From Vientiane I took an overnight bus to Bangkok. We took a tuk-tuk to the Friendship Bridge, which connects Laos and Thailand across the Mekong. There we hopped on our VIP bus, went through customs, and stopped for dinner. We actually ate a reasonable hour, instead of 1:30 a.m., as we did on the Phonsavan-Vientiane trip.

The trip was wonderful. There were only 15 people on the bus, so we each had our own row of fully reclining seats. I was told we'd arrive on Khao San Road in Bangkok at 6:20 a.m. That's early, but not too bad, since Khao San is a nuthouse, and I was confident I could find a room at one of the bazillion guest houses there.

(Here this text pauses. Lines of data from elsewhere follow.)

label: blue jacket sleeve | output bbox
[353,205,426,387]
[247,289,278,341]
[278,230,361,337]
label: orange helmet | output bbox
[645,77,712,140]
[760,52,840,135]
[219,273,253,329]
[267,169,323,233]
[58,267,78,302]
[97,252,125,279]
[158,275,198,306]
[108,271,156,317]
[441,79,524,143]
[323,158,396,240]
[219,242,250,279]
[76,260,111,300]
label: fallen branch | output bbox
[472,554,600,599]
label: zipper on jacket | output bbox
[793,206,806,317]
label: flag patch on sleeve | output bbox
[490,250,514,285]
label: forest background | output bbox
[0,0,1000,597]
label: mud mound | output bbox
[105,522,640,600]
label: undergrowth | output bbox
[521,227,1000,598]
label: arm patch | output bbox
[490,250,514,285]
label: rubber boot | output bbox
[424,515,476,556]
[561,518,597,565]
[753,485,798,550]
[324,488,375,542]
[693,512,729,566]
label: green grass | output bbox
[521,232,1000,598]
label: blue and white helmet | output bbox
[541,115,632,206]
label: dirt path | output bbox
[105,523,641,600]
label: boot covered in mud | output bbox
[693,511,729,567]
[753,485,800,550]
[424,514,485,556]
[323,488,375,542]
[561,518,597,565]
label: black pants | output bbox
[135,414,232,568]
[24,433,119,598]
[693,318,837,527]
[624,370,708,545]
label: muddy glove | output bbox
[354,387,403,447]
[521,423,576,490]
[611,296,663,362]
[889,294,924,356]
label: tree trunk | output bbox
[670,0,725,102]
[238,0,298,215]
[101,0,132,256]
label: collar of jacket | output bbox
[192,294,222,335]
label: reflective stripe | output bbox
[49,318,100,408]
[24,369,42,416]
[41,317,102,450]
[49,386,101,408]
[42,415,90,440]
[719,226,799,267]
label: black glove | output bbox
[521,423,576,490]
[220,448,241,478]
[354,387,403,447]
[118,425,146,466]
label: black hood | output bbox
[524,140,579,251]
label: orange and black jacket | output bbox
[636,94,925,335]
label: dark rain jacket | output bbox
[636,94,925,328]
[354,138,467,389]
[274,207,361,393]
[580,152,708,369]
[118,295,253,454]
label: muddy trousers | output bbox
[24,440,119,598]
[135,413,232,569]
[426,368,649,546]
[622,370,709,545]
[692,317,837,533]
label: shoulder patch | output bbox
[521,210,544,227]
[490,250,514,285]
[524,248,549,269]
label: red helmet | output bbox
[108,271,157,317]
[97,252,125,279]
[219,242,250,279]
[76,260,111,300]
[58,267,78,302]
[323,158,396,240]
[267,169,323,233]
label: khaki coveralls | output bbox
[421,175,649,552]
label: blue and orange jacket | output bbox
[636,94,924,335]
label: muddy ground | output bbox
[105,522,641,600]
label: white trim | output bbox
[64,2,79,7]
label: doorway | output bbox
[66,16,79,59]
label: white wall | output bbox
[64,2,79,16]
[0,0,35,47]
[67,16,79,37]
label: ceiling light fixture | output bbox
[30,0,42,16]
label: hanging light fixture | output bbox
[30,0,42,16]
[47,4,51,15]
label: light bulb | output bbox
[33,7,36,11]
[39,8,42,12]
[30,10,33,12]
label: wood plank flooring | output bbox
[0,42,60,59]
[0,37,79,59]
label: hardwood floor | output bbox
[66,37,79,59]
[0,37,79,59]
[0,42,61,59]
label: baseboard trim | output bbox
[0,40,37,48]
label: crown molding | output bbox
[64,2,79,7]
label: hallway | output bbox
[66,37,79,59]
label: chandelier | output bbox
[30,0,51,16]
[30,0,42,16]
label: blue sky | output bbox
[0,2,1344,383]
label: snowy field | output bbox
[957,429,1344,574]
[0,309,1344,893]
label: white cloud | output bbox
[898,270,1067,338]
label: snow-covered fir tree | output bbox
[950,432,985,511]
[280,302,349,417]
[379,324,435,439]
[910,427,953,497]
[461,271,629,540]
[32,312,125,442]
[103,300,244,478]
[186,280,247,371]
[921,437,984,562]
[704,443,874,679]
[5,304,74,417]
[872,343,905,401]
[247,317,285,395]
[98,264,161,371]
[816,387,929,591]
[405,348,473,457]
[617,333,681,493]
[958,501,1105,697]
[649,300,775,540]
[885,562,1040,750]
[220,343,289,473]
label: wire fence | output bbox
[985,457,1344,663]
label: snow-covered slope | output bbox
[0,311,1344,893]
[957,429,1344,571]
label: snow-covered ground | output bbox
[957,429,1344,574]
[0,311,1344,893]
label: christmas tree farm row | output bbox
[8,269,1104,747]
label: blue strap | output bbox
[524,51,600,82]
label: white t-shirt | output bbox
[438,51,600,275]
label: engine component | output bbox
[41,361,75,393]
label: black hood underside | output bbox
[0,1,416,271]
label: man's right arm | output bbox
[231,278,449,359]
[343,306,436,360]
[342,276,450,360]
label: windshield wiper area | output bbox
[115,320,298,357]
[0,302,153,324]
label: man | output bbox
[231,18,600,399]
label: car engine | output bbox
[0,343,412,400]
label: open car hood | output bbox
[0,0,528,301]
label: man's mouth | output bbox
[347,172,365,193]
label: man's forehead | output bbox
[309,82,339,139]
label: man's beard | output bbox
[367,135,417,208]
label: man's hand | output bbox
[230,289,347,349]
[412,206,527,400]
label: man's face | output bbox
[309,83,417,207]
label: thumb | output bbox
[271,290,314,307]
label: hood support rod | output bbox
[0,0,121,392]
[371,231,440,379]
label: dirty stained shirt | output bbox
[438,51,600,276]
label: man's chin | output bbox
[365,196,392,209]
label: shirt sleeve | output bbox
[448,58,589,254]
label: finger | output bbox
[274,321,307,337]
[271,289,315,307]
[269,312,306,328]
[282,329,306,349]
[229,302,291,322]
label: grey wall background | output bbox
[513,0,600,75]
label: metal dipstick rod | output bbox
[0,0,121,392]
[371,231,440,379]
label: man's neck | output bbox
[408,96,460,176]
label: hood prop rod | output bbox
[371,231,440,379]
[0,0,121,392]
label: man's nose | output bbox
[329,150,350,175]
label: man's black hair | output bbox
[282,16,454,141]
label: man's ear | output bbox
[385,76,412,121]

We arrived at 4:15 a.m. The tuk-tuk drivers were waiting for us. There were three for every person on the bus, and I am not exaggerating.

But more to the point, I was pissed, and a little scared. There isn't a city on God's green earth that I want to wander around at 4:15 a.m. I found the only bus in the world that arrives over two hours early.

Luckily, guest houses there are accustomed to admitting guests at all hours, so I was able to find a place. Actually, I just followed two cute girls I met on the bus who knew of a place and invited me along, so I can't really claim to have done much of anything except be a slave to my hormones.

On my previous stays in Bangkok I slept in the financial district, called Silom. I've never seen so many banks. It's clean and quiet, close to shopping but not much else. (It's is close to Patpong, one of the most famous stretches of go-go bars, but I haven't been brave enough to venture there.)

To really experience Bangkok as a backpacker you have to visit Thanon Khao San, the legendary tourist ghetto. (It's where Leonardo DiCaprio stayed in the awful film version of "The Beach".) It and Thamel in Kathmandu are the most famous backpacker hangouts in the world. I've been to both and I think Khao San actually has a higher concentration of dreadlocks.

It lived up to the hype. Here it is during the day, before it gets crazy.



There are shops along the street. And shops in front of them on the sidewalk. And shops in front of them on the street. And shops in front of them. And vendors in the street.

I love Thai food but I'm not a big fan of pad thai, the staple food here. But you can buy it from street vendors about every 50 feet for 20 to 30 baht (less than a
dollar).



At night makeshift bars open everywhere. Draft bars are set up in front of 7-11s.



Other entrepreneurial souls roll bars onto the sidewalk and set up plastic stools.



Here is a businessman who truly understands how to market to his target demographic.



Of course I had to buy a beer from him.

There was a New Year celebration in the street, featuring an acrobat in a dragon suit performing on a pole four stories above the street.



But the stars were ... elephants! These were the three most amazing elephants I've ever seen. When I was in Nepal I thought the mahouts were unnecessarily cruel. Now I know. These elephants did some pretty fantastic tricks, and it wasn't clear what the mahouts were doing or saying to get them to do it. The mahouts in Nepal were constantly kicking and whacking the elephants. These mahouts got their elephants to perform with just a word or a scratch behind the ear.

Here is the smallest one, and by far the most fun to watch, handing the mahout a donation from a tourist.



There were a group of hippies banging on drums, usually something I run away from like my hair's on fire, but this mahout had his elephant bobbing its head up and down to the beat. But he also had it lift its front leg and opposite back leg, then switch to the opposite legs, so it looked for all the world like the elephant was dancing to the music.

(Elephants are physically incapable of jumping, so this can't be an easy trick to teach.)

I never felt like the mahouts I saw in Nepal were truly in control of their animals. This guy was on a crowded, noisy city street at night, with neon light everywhere and camera flashes going off (elephants have poor eyesight), and yet it was clear he was in absolute control. It was really fun to watch.